Lost Gospel of Judas – National Geographic has it authenticated and Translated

The Gospel of Judas

The National Geographic Society headquartered in Washington D.C. announced that they have pieced together and translated the Gospel of Judas which has been lost for almost 1,700 years.  Also called the codex, the National Geographic Channel will premiere a television two hour event on April 9th called "The Gospel of Judas.”

National Geographic in Washington D.C. has opened a public exhibit opening Friday, April 7th, which shows pages of the ancient papyrus codex manuscript.  If you miss the exhibit there are books available along with an upcoming May issue of National Geographic magazine which will be discussing their discoveries.

The National Geographic Society collaborated with Maecenas Foundation for Ancient Art and Waitt Instititue for Historical Discovery.  One of the world’s leading Coptic scholar is Rodolphe Kasser from Switzerland participated in the restoration and transcription of the documents. 

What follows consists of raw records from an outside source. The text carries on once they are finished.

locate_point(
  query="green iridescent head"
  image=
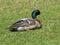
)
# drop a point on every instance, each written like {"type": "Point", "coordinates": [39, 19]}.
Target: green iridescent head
{"type": "Point", "coordinates": [35, 13]}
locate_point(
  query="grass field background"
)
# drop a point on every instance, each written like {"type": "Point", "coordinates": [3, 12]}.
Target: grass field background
{"type": "Point", "coordinates": [13, 10]}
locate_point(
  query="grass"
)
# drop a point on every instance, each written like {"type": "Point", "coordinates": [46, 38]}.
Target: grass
{"type": "Point", "coordinates": [13, 10]}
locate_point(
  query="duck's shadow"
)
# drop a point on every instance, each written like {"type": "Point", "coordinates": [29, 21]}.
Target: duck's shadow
{"type": "Point", "coordinates": [25, 30]}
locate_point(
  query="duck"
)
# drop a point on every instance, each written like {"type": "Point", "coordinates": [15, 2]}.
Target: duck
{"type": "Point", "coordinates": [27, 23]}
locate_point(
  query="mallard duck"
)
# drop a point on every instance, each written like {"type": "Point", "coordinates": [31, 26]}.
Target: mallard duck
{"type": "Point", "coordinates": [27, 23]}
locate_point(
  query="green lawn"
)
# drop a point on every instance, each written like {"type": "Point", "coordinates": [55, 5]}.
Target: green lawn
{"type": "Point", "coordinates": [13, 10]}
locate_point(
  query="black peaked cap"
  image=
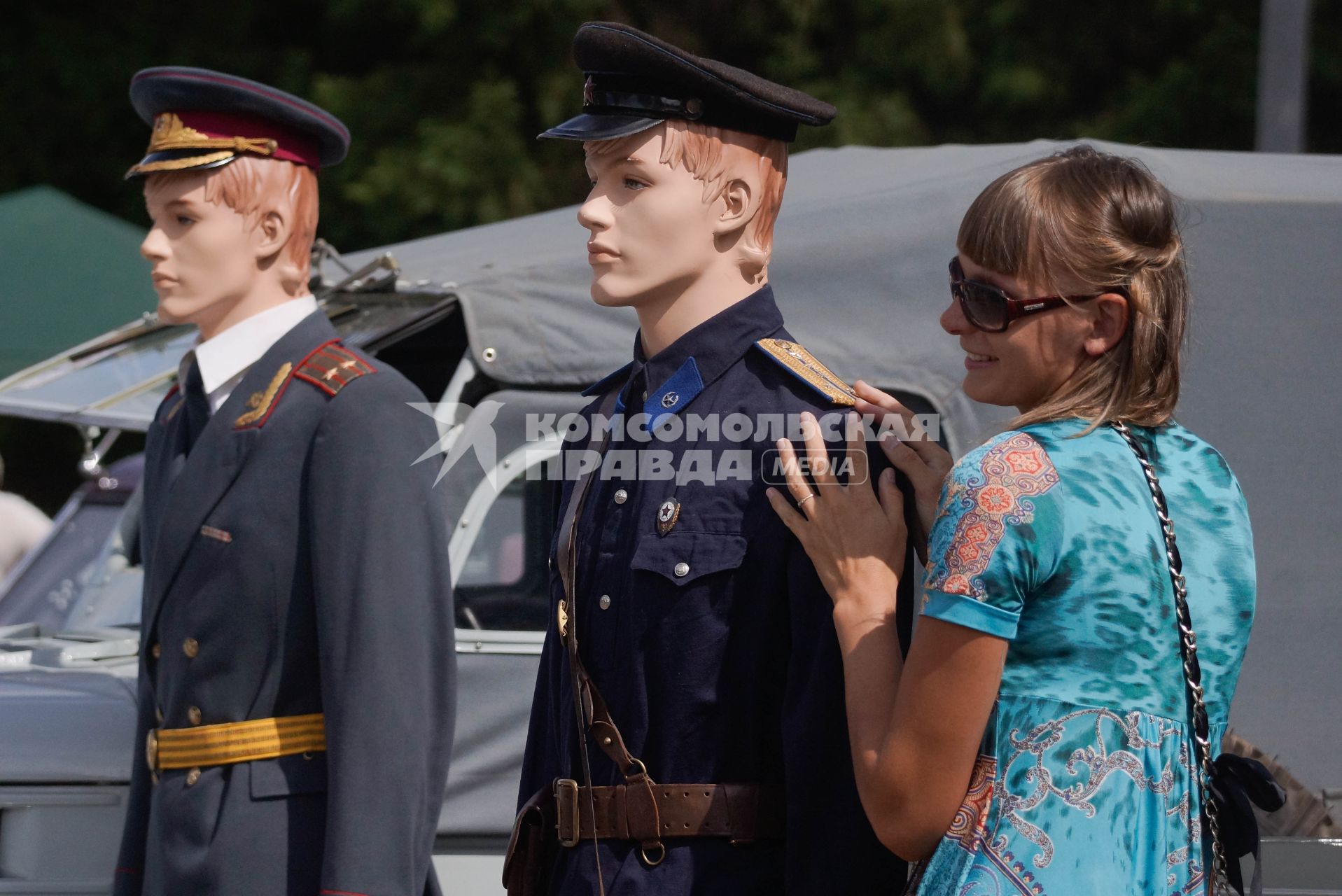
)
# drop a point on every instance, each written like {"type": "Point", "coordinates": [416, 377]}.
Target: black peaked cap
{"type": "Point", "coordinates": [195, 112]}
{"type": "Point", "coordinates": [635, 80]}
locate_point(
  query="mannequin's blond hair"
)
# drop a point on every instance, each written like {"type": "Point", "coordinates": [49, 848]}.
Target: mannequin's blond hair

There are a total of 66 pages.  In addition to the Gospel of Judas is text that was titled James, which is also known as the First Apocalypse of James.  It also contained a Letter of peter to Philip and a part of another text the scholars are temporarily calling Book of Allogenes.  The pages and fragments were extremely fragile and would fall apart with the slightest touch.  It took a lot of care during the restoration of this manuscript.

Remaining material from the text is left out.